Het wetsvoorstel tot implementatie van dit kaderbesluit zal op korte termijn bij uw Kamer worden ingediend.
Beleidswijziging per 1 oktober 2011
Tegen de achtergrond van het voorgaande heb ik ervoor gekozen de procedure van voortgezette tenuitvoerlegging binnen de Europese Unie tot hoofdprocedure te maken. Weliswaar is bij de totstandkoming van de WOTS in de eerste plaats uitgegaan van de omzettingsprocedure, maar ik stel vast dat een meerderheid van de EU-lidstaten een voorkeur heeft voor toepassing van de procedure van voortgezette tenuitvoerlegging. Daarnaast is het belang van het beginsel van wederzijdse erkenning voor de strafrechtelijke samenwerking in de Europese Unie steeds meer op de voorgrond komen te staan. Op dit terrein is een aanzienlijk aantal kaderbesluiten tot stand gekomen, waaraan thans is toegevoegd het hiervoor genoemde kaderbesluit inzake de overdracht van de tenuitvoerlegging van strafrechtelijke sancties.

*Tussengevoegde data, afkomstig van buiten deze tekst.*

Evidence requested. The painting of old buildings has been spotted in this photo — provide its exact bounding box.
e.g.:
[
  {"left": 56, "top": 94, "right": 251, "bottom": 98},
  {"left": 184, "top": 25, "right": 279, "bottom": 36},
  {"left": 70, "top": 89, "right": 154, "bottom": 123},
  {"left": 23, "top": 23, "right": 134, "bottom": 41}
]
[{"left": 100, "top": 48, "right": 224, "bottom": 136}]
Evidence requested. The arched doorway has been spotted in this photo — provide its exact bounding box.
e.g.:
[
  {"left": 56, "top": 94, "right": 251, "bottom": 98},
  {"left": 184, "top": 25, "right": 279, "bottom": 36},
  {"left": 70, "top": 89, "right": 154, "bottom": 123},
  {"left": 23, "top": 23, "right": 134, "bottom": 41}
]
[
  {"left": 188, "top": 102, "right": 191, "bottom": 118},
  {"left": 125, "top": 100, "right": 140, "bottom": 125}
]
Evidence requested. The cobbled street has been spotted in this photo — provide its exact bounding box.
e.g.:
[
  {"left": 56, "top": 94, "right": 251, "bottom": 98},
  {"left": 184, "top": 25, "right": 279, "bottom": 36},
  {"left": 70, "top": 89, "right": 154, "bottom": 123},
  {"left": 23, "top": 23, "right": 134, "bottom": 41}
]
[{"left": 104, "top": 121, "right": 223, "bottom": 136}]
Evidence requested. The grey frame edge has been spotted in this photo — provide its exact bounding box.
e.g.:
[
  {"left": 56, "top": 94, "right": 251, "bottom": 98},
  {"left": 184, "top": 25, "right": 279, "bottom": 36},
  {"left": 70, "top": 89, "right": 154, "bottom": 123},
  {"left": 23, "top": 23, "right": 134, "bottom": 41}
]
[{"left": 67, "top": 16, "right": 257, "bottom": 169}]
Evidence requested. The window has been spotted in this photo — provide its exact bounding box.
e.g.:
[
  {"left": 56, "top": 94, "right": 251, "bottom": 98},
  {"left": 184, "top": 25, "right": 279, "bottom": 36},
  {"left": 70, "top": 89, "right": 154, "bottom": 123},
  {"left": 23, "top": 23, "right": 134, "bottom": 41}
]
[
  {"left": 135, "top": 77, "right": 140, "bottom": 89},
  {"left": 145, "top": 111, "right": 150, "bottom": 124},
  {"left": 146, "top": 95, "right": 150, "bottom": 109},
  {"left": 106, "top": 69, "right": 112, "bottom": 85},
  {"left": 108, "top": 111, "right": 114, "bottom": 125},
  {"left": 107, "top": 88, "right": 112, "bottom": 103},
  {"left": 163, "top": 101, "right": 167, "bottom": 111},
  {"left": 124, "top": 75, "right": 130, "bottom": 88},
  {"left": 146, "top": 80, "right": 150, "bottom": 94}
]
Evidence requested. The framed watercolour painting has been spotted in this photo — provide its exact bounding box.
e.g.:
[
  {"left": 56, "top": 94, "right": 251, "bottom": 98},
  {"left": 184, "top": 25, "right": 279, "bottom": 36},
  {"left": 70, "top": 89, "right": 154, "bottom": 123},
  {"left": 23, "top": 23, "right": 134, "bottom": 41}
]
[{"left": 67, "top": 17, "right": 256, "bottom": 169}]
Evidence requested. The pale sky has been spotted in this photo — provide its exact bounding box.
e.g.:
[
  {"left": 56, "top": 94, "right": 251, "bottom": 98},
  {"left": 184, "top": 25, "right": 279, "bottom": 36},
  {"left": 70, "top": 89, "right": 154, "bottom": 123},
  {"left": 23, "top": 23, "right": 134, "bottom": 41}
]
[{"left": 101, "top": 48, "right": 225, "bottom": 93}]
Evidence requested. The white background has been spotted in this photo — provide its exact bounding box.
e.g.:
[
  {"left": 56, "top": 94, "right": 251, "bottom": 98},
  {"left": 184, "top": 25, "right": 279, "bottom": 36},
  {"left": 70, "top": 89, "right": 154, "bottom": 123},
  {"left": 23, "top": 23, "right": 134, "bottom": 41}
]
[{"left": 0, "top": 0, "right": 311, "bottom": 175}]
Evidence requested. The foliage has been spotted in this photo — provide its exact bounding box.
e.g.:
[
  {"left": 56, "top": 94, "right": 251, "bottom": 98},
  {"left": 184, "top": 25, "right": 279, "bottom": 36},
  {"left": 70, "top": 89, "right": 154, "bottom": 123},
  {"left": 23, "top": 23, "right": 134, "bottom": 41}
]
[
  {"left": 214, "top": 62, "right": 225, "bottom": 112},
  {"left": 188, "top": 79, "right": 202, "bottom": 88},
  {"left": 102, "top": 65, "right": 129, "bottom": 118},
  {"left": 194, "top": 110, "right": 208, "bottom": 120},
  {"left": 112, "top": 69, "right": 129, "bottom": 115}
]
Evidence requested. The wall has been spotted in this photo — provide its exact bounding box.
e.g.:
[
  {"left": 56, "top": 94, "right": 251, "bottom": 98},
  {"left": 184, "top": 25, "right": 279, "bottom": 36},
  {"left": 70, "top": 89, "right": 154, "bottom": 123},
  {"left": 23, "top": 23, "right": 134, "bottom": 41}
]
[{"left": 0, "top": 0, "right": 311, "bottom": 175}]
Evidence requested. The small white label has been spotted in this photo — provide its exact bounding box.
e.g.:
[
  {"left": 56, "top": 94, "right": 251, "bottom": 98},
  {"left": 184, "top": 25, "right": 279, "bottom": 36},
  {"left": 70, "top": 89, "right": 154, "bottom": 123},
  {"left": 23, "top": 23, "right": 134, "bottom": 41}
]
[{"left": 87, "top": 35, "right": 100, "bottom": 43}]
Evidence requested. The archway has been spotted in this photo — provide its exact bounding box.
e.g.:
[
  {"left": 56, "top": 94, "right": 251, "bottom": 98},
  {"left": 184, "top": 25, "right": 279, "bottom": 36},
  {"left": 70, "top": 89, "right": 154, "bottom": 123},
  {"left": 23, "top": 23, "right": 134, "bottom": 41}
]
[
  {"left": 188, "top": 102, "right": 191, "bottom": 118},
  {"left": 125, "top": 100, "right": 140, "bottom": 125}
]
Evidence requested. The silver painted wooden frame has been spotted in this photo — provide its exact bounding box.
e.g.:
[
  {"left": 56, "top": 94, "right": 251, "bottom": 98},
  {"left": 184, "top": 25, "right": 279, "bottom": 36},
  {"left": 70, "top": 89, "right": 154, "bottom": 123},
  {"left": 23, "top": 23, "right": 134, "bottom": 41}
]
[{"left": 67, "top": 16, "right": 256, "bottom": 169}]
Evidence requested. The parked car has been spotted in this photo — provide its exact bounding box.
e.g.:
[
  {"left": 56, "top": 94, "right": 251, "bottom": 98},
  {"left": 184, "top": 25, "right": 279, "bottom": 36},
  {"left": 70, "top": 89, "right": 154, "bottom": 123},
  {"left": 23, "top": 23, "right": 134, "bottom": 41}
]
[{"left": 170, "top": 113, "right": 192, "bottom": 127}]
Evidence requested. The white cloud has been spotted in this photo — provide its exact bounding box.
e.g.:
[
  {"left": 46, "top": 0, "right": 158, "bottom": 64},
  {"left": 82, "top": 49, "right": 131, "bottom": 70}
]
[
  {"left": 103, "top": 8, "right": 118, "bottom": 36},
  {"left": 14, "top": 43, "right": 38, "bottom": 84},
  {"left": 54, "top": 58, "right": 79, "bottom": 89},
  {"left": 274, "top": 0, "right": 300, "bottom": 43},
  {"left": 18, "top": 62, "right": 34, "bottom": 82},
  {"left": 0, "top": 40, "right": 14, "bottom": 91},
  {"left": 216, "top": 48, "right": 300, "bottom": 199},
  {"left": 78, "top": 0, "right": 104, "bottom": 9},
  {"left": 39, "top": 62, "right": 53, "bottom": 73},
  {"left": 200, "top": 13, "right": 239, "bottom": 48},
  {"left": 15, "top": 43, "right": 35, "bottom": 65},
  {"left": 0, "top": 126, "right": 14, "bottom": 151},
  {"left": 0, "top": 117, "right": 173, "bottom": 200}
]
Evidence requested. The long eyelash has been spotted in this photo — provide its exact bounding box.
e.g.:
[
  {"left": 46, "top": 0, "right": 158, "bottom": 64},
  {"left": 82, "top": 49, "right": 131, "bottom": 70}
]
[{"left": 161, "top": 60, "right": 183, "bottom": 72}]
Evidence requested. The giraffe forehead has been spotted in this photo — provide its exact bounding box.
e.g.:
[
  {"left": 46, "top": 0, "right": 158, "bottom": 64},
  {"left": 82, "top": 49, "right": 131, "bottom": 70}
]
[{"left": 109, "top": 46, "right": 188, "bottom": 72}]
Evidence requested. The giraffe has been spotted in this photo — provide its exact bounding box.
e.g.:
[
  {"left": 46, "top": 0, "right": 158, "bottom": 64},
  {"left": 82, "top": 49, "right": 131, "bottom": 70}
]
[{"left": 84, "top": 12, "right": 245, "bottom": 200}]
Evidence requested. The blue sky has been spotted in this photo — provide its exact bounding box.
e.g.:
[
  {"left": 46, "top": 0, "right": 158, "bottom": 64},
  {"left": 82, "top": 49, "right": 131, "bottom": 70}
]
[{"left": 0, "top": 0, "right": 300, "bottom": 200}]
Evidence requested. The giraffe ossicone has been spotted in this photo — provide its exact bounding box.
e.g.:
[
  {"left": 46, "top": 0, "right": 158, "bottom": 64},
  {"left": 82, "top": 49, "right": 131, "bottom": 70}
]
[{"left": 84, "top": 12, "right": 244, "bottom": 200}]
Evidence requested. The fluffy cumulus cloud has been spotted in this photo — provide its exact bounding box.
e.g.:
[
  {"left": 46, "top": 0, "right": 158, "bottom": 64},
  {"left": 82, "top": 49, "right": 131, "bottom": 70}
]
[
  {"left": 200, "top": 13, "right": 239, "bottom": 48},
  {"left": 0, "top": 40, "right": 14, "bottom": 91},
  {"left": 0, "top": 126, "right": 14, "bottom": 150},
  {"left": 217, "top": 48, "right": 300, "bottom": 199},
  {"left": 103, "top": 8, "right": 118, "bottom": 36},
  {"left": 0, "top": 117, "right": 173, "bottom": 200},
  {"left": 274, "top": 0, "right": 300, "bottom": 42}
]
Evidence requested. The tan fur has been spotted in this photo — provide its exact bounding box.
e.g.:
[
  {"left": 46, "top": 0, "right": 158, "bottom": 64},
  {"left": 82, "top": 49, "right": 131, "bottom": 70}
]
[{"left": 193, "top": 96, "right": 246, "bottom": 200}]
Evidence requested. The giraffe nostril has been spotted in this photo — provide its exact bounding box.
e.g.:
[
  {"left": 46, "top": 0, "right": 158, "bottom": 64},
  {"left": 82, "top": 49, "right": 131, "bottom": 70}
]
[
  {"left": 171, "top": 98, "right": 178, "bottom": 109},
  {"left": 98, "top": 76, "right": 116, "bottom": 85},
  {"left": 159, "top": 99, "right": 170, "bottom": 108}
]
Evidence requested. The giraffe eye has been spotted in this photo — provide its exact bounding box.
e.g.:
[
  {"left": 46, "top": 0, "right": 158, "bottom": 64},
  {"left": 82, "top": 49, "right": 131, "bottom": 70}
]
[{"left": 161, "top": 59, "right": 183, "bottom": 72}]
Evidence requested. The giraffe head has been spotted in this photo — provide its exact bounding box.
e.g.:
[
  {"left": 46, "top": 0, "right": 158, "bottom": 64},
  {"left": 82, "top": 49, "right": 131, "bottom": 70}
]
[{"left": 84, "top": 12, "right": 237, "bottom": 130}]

Overlevering van Nederlanders en teruglevering
Voor de volledigheid wijs ik erop dat ik nog bekijk of de omzettingsprocedure moet blijven gelden voor de gevallen waarin Nederland eigen onderdanen of daarmee gelijkgestelden overlevert ten behoeve van de strafvervolging in een ander EU-land. In zulke gevallen wordt de voorwaarde gesteld dat de tenuitvoerlegging van een eventueel opgelegde vrijheidsstraf in Nederland kan plaatsvinden, waarbij de straf wordt omgezet naar Nederlandse maatstaven (de terugkeergarantie). Ter gelegenheid van de indiening van het voornoemde implementatiewetsvoorstel zal ik mijn beslissing daarover kenbaar maken.
Deze wijziging van de toepassing van het Nederlandse WOTS-uitvoeringsbeleid zal op 1 oktober 2011 ingaan binnen de EU. Ik vertrouw erop dat deze wijziging ertoe leidt dat het doel van de WOTS, vermindering van recidive en resocialisatie, in meer gevallen zal worden gerealiseerd.